Michael Romanowski, in the studio at Coast Mastering.

The Spectra 1964 model V610 is a necessary and versatile addition to any mastering suite. Typically, in mastering signal chain configurations, the V610 is used as the first device, as a peak limiter. The result is dramatic and measurable. With the inaudible elimination of audio program peaks, and due to the V610 being the fastest analog compressor/limiter in the world, the signal processing devices that follow the V610 have headroom increases of 6-12dB, a reduction of noise and overload distortion, and provide extended harmonic content that will otherwise be lost during conventional digital amplifier overload.


In the audio tracking environment, the V610 will rival, and in most cases, exceed any stand alone, or mixing console microphone preamplifier. In terms of headroom, there will be noticeable differences in the articulation of harmonics, and overall reduced distortion. As a vocal microphone preamplifier, excessive level changes will be easily accommodated by a compression circuit that is both fast, and transparent. Guitar tracks will be both accurate and richly harmonic. For the first time, many musicians will experience the true sound of an instrument that is operating in a peak-free environment.


Like other Spectra 1964 Complimiters, the V610 shares the revered and unequaled Spectra Sonics 601 Complimiter module.
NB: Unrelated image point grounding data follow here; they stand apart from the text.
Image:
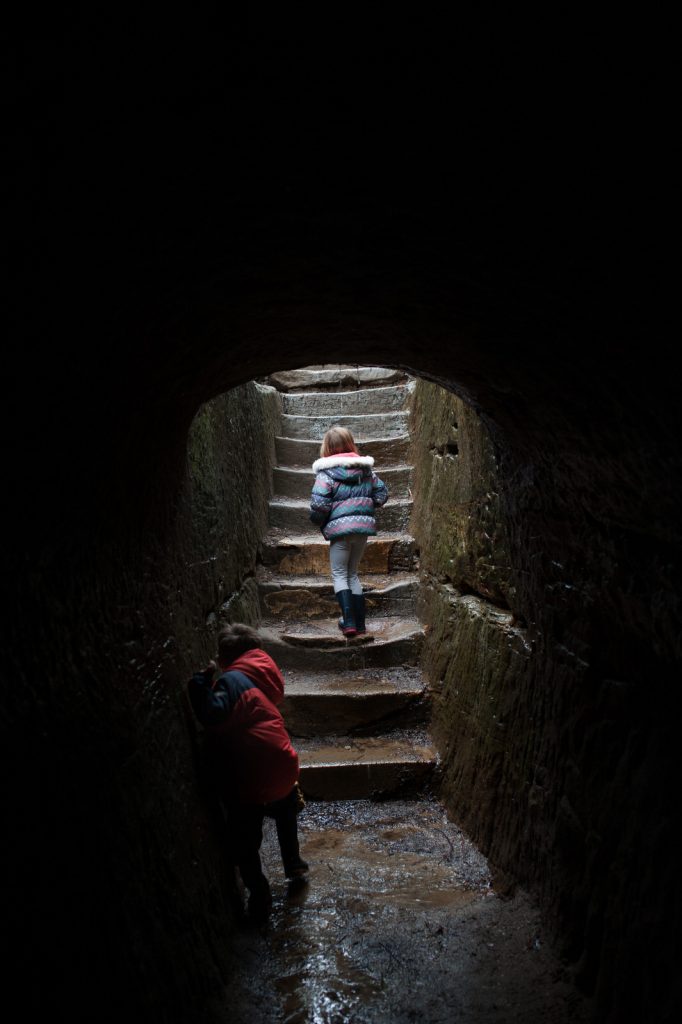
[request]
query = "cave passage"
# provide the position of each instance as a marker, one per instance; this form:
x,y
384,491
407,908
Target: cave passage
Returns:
x,y
400,913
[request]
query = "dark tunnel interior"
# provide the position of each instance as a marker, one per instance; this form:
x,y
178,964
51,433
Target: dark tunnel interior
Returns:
x,y
195,207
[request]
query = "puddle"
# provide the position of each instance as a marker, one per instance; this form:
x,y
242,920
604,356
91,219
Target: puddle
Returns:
x,y
396,923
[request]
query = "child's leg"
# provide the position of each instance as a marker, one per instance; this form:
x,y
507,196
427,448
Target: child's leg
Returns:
x,y
356,546
358,543
339,553
285,813
247,823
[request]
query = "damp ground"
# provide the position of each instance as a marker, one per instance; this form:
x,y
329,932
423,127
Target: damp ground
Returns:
x,y
398,922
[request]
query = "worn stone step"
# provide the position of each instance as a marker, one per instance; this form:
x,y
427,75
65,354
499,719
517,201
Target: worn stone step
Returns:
x,y
353,768
312,597
335,377
360,401
318,644
294,514
290,482
298,453
353,702
307,553
361,426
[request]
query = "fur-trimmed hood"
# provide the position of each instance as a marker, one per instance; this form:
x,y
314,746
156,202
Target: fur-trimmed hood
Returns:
x,y
345,461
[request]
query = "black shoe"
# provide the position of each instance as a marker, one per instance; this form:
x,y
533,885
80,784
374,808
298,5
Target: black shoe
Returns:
x,y
358,608
347,624
296,869
260,904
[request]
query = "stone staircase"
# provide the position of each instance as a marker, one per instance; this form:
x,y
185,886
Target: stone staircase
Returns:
x,y
355,708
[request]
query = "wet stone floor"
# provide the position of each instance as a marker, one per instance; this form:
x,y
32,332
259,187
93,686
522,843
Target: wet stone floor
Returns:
x,y
398,922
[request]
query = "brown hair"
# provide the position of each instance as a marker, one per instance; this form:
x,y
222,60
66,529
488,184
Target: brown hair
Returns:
x,y
337,439
235,640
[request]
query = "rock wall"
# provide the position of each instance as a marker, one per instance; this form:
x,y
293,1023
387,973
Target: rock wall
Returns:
x,y
536,708
124,897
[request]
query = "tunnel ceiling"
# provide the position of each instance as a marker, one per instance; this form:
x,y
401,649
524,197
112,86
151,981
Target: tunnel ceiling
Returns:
x,y
209,213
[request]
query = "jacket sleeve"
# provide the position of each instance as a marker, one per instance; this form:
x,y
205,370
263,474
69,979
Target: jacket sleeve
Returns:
x,y
211,707
321,500
379,491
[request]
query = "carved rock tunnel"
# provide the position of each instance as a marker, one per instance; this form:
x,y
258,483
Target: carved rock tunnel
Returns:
x,y
128,318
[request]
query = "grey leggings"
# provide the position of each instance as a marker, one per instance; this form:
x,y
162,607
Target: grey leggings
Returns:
x,y
344,555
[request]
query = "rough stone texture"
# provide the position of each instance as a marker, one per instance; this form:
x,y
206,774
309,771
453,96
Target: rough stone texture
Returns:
x,y
457,518
185,218
117,819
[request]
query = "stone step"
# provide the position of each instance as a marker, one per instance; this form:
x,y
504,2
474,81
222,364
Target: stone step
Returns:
x,y
352,768
287,597
320,645
359,401
335,377
301,453
289,482
361,426
294,514
307,553
317,704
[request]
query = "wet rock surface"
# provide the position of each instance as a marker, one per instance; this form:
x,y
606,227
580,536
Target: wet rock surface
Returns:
x,y
398,921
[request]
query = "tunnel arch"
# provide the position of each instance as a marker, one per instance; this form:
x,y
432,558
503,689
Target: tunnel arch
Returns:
x,y
137,299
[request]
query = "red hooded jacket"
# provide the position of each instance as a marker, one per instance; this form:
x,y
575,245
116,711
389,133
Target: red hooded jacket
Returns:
x,y
248,742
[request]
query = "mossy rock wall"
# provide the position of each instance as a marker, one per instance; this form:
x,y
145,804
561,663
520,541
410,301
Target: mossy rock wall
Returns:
x,y
456,516
114,791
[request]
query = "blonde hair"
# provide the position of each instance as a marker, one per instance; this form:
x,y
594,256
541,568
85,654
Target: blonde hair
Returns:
x,y
337,439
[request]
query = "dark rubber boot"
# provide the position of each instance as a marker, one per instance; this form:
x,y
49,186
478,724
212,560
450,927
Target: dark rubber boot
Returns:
x,y
347,624
358,608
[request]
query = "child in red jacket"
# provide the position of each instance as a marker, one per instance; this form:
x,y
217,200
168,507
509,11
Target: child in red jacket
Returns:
x,y
254,765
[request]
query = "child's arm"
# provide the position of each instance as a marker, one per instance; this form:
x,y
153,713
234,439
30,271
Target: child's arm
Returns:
x,y
321,500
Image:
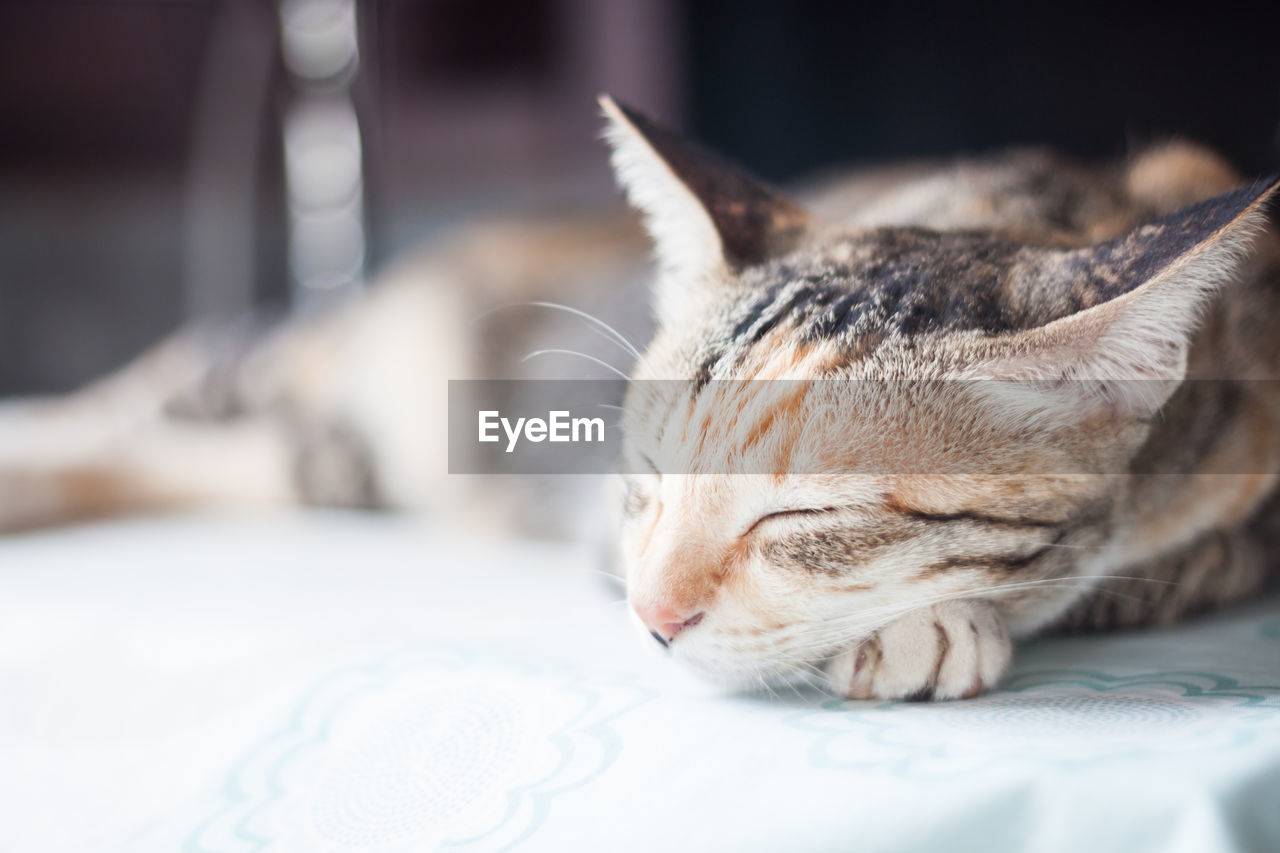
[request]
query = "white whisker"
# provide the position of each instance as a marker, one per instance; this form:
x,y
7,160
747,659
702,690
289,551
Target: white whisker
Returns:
x,y
581,355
Originally introduced in 1969 via Spectra Sonics, the 601 set a standard that is well beyond the capabilities any other compressor/limiter circuit. The V610 is an enhanced version of the C610, in that it allows for easy recall of prior settings, in a high resolution dB format.


The ultra high quality Elma switches feature mil-spec metal film resistors, and long lasting contacts. In fact, the three space format of the V610 is due to the physical size of the switches on the control surface. In addition, the V610 employs the model 110A amplifier for makeup gain. The result is low distortion and noise, with a +24dBu output, irrespective of audio transient peaks.